Efficacy of Capsaicin for the Treatment of Cannabinoid Hyperemesis Syndrome: A Systematic Review
One article on PainSci cites McConachie 2019: Heat for Pain and Rehab
original abstract †Abstracts here may not perfectly match originals, for a variety of technical and practical reasons. Some abstacts are truncated for my purposes here, if they are particularly long-winded and unhelpful. I occasionally add clarifying notes. And I make some minor corrections.
OBJECTIVE: Cannabinoid hyperemesis syndrome (CHS) is characterized by cyclic vomiting, abdominal pain, and alleviation of symptoms via hot showers in chronic cannabinoid users. Capsaicin is recommended as a reasonable first-line treatment approach for CHS despite limited clinical evidence regarding its use. The objective of this study is to systematically review the efficacy data for capsaicin in CHS.
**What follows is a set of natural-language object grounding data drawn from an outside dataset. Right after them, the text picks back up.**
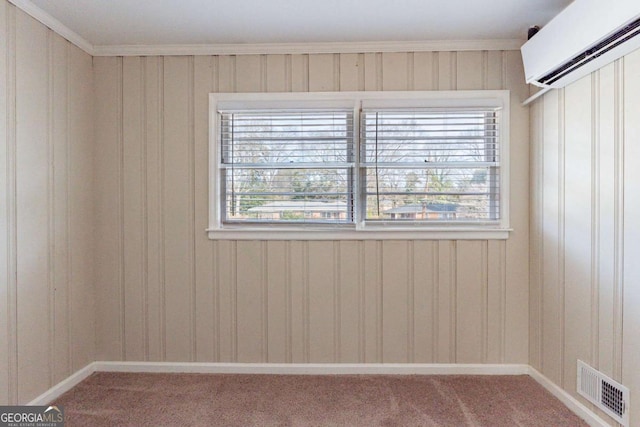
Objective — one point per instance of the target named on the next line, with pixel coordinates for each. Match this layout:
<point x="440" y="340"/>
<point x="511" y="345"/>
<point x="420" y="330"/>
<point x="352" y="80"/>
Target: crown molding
<point x="307" y="48"/>
<point x="262" y="48"/>
<point x="49" y="21"/>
DATA SOURCES: A literature search using keywords related to cannabinoids, emesis, and capsaicin was performed in MEDLINE, CINAHL, and EMBASE from inception through March 31, 2019. Study Selection and
DATA EXTRACTION: Studies and published abstracts in which capsaicin was used for CHS and clinical outcomes were reported were eligible for inclusion.
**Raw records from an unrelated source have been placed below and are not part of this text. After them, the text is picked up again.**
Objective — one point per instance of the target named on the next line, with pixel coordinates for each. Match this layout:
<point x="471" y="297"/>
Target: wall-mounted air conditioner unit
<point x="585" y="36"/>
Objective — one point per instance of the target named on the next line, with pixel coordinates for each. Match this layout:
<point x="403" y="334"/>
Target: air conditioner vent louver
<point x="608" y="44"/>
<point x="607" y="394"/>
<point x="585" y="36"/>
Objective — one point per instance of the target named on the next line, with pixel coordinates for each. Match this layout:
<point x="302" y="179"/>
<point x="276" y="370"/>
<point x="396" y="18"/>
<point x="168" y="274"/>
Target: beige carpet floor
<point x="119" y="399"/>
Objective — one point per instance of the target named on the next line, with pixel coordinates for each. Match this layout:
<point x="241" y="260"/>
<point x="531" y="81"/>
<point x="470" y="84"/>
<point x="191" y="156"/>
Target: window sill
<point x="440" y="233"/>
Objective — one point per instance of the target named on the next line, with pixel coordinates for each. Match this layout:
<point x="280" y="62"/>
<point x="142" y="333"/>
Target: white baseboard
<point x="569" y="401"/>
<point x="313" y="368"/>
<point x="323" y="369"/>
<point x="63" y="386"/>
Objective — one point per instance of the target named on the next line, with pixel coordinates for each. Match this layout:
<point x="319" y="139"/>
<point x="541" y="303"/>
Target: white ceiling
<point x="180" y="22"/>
DATA SYNTHESIS: A total of 241 articles were screened, of which 5 full-text articles and 6 conference abstracts were included. Full-text case reports (n = 3) and case series (n = 2) found capsaicin to be effective in a total of 18 patients. Published abstracts were in the form of case reports (n = 1), case series (n = 3), and retrospective cohort studies (n = 2). Relevance to Patient Care and Clinical Practice: Capsaicin use was described as beneficial in all case series and case reports; however, both retrospective cohort studies were unable to find a significant benefit for capsaicin on primary outcomes (emergency department length of stay).
CONCLUSION: Current data for capsaicin efficacy in CHS is of low methodological quality. However, the limited data on alternative antiemetic therapies and capsaicin's favorable risk-benefit profile make it a reasonable adjunctive treatment option.